A First for Sports Under the DPE Framework
The DPE introduced the concept of a Common CSR Theme in 2018, initially identifying school education and healthcare as priority areas and advising CPSEs to direct at least 60 per cent of their CSR expenditure towards notified themes. Health and nutrition were added in subsequent years to encourage focused interventions. Sports, however, had been conspicuously absent from this coordinated framework — despite being an eligible CSR activity under Schedule VII of the Companies Act, 2013.
Without a dedicated thematic designation, CSR spending on sports remained modest and largely driven by the individual priorities of each enterprise, with no institutional mechanism to aggregate or direct resources at scale.
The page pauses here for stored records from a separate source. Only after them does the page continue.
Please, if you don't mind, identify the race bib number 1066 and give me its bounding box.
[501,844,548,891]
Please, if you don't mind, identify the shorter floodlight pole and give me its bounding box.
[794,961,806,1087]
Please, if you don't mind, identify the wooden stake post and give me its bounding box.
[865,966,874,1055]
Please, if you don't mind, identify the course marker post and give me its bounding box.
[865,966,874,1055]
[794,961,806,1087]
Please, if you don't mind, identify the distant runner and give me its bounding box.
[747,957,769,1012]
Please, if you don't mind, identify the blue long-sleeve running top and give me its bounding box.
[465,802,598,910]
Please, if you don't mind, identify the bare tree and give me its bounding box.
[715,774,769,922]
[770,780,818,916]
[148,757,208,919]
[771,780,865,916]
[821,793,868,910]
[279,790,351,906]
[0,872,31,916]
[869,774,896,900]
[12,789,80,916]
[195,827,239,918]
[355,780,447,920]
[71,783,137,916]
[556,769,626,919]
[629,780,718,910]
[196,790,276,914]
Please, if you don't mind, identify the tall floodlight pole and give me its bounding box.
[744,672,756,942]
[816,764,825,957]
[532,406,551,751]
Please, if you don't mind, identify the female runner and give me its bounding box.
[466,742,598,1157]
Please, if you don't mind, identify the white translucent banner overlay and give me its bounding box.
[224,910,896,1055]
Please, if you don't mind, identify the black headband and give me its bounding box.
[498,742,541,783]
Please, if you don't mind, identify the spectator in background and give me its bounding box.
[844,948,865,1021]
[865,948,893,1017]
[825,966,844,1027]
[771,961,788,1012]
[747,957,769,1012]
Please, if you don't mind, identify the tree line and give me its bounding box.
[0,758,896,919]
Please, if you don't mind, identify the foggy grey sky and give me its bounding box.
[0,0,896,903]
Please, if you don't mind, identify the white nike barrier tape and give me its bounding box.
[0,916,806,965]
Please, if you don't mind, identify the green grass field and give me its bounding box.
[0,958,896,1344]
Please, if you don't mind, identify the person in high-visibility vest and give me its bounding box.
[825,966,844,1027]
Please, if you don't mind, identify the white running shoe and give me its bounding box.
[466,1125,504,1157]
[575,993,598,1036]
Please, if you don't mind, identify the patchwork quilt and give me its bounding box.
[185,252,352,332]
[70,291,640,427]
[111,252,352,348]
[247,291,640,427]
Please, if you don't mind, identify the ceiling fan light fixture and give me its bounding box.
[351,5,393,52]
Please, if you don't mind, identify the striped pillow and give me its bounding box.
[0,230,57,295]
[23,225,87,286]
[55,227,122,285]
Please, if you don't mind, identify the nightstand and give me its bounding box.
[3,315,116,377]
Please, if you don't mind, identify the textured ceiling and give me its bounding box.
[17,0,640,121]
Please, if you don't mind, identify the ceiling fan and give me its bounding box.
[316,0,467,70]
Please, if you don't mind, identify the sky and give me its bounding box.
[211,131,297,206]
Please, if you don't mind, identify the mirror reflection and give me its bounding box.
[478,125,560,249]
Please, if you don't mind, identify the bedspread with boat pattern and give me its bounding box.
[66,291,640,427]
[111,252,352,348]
What the New Notification Covers
The latest Office Memorandum formally brings sports within the Common CSR Theme framework for the next two financial years. The DPE has identified five key intervention areas: development of sports infrastructure, provision of sports equipment, access to professional coaching, promotion of sporting activities, and nurturing of sportspersons.
Because CPSEs typically align a substantial share of their CSR budgets with DPE-notified themes, the designation is expected to translate into materially higher and more structured investment in grassroots sports, athlete support systems, talent identification, and coaching programmes across the country.
Alignment With National Sporting Policy
The move dovetails with the government's broader sporting ambitions under the Khelo Bharat Niti 2025 and the Khelo India Mission, as India works to consolidate its standing as a leading global sporting nation. Officials believe the framework will allow CPSE CSR resources to complement — rather than duplicate — government spending, helping expand access to quality sporting facilities and strengthen athlete development pathways in a structured manner.
Why This Matters
Unlike education and healthcare, which have benefited from years of coordinated CSR policy nudges, sports infrastructure in India has historically been underfunded at the grassroots level. The DPE's decision introduces an institutional lever that could change that calculus. Notably, this is the first time in the seven-year history of the Common CSR Theme framework that sports has been elevated to this status — a signal of shifting national priorities ahead of India's growing ambitions on the global sporting stage.
The framework is expected to be operationalised as CPSEs finalise their CSR plans for FY 2026-27, with the two-year window providing enterprises sufficient runway to design and execute meaningful sports-linked interventions.